2. The split parallel lumbar fusion cage according to claim 1, wherein first inverted teeth (13) are provided on the front and rear working surfaces of the slotted member (1), and second inverted teeth (22) are provided on the front and rear working surfaces of the dovetail member (2).

3. The split type parallel fusion cage for lumbar vertebra according to claim 1, wherein a lower through hole (12) communicated with the first bone grafting window (11) is formed on the dovetail groove track (14), the dovetail comprises a plurality of dovetail blocks, an upper through hole (28) communicated with the second bone grafting window (21) is formed on the lower working surface of the dovetail component (2) and between two adjacent dovetail blocks, and when the split type parallel fusion cage for lumbar vertebra is completed, the upper through hole (28) is communicated with the lower through hole (12).

4. The lumbar split parallel fusion cage according to claim 3, characterized in that the dovetail block comprises a first dovetail (23), a second dovetail (24) and a third dovetail (25), and the locking hole (26) is opened on the third dovetail (25).

5. The split parallel lumbar fusion cage according to claim 1, wherein an arc groove is formed on the arc surface connecting the right working surface and the lower working surface of the grooved member (1), and a first holding rod (15) is arranged in the arc groove.

6. The split type parallel fusion cage for lumbar vertebra according to claim 1, characterized in that an arc groove is opened on the right working surface of the dovetail component (2), and a second clamping rod (27) is arranged in the arc groove.

7. The split type parallel fusion cage for lumbar vertebra according to claim 1, characterized in that positioning identification needles (16) penetrating through the front working surface and the rear working surface are arranged in both the grooved component (1) and the dovetail component (2), and the positioning identification needles (16) are arranged at the left end and the right end of the grooved component (1) and the dovetail component (2).

8. The lumbar split parallel fusion cage according to claim 7, wherein the positioning marker needle (16) is made of titanium alloy.

9. The lumbar split parallel fusion cage according to claim 1, wherein the slotted member (1) and the dovetail member (2) are made of polyetheretherketone or porous metal material.

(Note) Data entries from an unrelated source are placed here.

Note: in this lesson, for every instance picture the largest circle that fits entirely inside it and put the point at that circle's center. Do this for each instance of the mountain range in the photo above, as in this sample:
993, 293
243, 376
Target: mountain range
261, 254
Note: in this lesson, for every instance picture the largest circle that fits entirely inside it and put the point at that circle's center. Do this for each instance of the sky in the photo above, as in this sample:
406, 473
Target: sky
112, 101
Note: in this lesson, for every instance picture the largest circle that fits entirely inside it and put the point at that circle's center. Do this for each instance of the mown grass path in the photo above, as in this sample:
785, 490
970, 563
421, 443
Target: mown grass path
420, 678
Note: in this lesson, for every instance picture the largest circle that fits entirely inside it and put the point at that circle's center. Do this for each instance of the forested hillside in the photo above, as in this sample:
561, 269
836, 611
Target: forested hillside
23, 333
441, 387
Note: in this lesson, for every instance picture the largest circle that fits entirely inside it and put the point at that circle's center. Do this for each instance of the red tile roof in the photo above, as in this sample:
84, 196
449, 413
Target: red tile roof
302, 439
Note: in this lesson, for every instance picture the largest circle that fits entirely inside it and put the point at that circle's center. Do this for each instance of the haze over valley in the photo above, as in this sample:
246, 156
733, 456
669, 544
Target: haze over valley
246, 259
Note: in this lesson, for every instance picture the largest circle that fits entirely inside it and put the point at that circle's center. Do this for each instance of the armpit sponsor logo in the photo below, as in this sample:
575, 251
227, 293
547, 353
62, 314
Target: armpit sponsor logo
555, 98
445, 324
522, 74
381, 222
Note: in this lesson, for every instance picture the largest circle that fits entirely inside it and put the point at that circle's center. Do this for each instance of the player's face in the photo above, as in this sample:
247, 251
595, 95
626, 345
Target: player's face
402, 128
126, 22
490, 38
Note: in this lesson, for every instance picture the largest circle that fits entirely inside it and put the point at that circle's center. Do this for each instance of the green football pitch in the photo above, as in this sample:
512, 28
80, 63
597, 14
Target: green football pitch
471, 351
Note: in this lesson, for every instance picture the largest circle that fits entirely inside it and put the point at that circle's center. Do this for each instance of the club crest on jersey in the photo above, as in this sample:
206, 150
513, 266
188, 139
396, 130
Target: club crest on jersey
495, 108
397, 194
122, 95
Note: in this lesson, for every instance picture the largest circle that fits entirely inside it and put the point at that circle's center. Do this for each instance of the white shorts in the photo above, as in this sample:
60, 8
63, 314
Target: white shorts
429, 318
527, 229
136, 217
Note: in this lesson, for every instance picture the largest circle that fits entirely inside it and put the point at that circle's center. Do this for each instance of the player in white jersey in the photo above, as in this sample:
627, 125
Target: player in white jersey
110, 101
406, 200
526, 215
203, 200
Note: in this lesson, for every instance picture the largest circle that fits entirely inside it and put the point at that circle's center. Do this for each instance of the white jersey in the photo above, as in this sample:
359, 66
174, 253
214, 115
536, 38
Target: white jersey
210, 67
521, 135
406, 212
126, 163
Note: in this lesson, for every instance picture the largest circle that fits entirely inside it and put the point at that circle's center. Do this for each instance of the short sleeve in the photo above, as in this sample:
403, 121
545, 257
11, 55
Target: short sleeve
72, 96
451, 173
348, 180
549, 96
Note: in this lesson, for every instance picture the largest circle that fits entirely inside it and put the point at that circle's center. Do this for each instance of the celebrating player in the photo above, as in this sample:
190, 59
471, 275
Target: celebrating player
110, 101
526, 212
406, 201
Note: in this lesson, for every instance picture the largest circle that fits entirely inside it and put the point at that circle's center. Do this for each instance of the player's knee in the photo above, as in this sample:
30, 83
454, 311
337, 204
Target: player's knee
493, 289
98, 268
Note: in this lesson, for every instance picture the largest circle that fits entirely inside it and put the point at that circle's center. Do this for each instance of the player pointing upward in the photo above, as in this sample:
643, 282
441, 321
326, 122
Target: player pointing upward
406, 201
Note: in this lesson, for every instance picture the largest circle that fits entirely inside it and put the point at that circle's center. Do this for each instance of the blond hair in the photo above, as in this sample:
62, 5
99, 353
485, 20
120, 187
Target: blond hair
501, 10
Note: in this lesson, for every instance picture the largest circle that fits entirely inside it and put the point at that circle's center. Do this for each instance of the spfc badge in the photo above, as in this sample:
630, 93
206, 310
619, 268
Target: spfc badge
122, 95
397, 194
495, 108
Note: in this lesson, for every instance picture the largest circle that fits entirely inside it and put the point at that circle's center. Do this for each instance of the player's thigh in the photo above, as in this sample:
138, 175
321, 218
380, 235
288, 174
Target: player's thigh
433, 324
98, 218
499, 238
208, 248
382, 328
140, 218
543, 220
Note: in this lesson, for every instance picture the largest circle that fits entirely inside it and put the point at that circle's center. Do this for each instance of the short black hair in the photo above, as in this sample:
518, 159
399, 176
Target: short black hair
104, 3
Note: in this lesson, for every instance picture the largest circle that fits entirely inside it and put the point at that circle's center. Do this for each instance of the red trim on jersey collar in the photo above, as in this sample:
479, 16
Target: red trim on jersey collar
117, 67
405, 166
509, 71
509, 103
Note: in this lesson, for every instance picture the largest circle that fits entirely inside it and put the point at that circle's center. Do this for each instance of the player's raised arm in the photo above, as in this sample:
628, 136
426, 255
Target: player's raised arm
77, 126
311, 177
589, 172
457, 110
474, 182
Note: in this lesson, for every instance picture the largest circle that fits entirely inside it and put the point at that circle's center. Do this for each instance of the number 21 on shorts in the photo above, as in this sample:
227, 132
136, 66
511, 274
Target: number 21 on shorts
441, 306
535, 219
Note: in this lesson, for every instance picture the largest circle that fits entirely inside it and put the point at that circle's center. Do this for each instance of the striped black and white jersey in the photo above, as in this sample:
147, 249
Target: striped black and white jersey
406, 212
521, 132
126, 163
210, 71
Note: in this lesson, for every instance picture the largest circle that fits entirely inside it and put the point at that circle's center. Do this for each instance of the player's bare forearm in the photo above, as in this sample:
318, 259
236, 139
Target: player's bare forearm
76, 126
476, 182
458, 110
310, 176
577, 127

10. The split type parallel lumbar fusion cage of claim 9, wherein the porous metal material is titanium alloy or tantalum metal.

Technical Field

The invention belongs to the technical field of medical instruments, and relates to a split type parallel fusion cage for lumbar vertebrae.

Background

Lumbar degeneration is a frequently encountered disease of human beings, and with the arrival of bad living habits of people and aging society in modern society, the incidence of diseases and the operation amount are gradually increased year by year in the world, thereby bringing great physical and mental disorders to patients and increasing the social medical burden. Lumbar degeneration with severe clinical symptoms such as lumbar intervertebral disc protrusion, lumbar spondylolisthesis, lumbar spinal stenosis and the like usually requires lumbar interbody fusion surgery to achieve complete nerve decompression and recover lumbar stability. With the continuous improvement of spinal surgical techniques and instruments in recent years, lumbar interbody fusion is mainly classified into posterior interbody fusion (PLIF), transforaminal posterior-lateral interbody fusion (TLIF), anterior interbody fusion (ALIF), and lateral anterior interbody fusion (OLIF). Clinically, the abdominal viscera and adjacent blood vessels and nerve complications are more in early stage due to high requirements of the anterior approach and the lateral anterior approach on surgical instruments and operators. Thus, currently most lumbar interbody fusions choose a posterior or transforaminal posterolateral approach and are familiar to spinal surgeons. The lumbar interbody fusion cage has multiple functions of supporting and lifting intervertebral space, providing bone grafting space, promoting interbody fusion, recovering lumbar lordosis and the like in interbody fusion.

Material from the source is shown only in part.